The Tulip-Flame by Chloe Honum
Cleveland State University Poetry Center, 2014; 56 pp
Reviewed by Sebastian H. Paramo

 

From page one, there's a delicateness woven through Honum's first collection, The Tulip-Flame. It seems fitting then to find the recurring image of the graceful dancer occupying these pages because each poem feels a type of performance. Yet, it's not just grace that Honum puts on the page; there is a daring in the story-telling here. In “Evening News,” Honum writes. “Tonight, it crosses my mind/ how gone you are, and stars/ if stars say anything, say Otherwise.”  This collection left me startled with its agile images and its ability to find glimmers in the darkness. In a poem like “Bay” where we begin with the word “LOVE” in bold letters, the passion of longing expressed here seems unfiltered and reckless: “I want to hear you say/ as you push into my flesh, deepen my hear, like pink light/ above the ocean turning red.”

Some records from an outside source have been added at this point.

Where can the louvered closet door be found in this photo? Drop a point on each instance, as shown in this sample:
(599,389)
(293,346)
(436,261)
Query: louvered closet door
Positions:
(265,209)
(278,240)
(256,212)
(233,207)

In her poem “Ballerina, Released,” Honum writes “On stage each night I shape a single story.” And indeed, in each poem, she shapes the outline of something larger than any individual poem. Every poem feels like an important thread to follow even if its destination is the shadowy rear of the stage.

Despite the darkness, the speaker in these poems guides us to look elsewhere—beyond the stars, the birds, and the dance—for refuge. By the time we reach the section “Dusk,” we've approached a sort of reconciliation with death in the “astounding flame.” I can't stop thinking about this collection's skill, its taut lines that are at once muscular and delicate.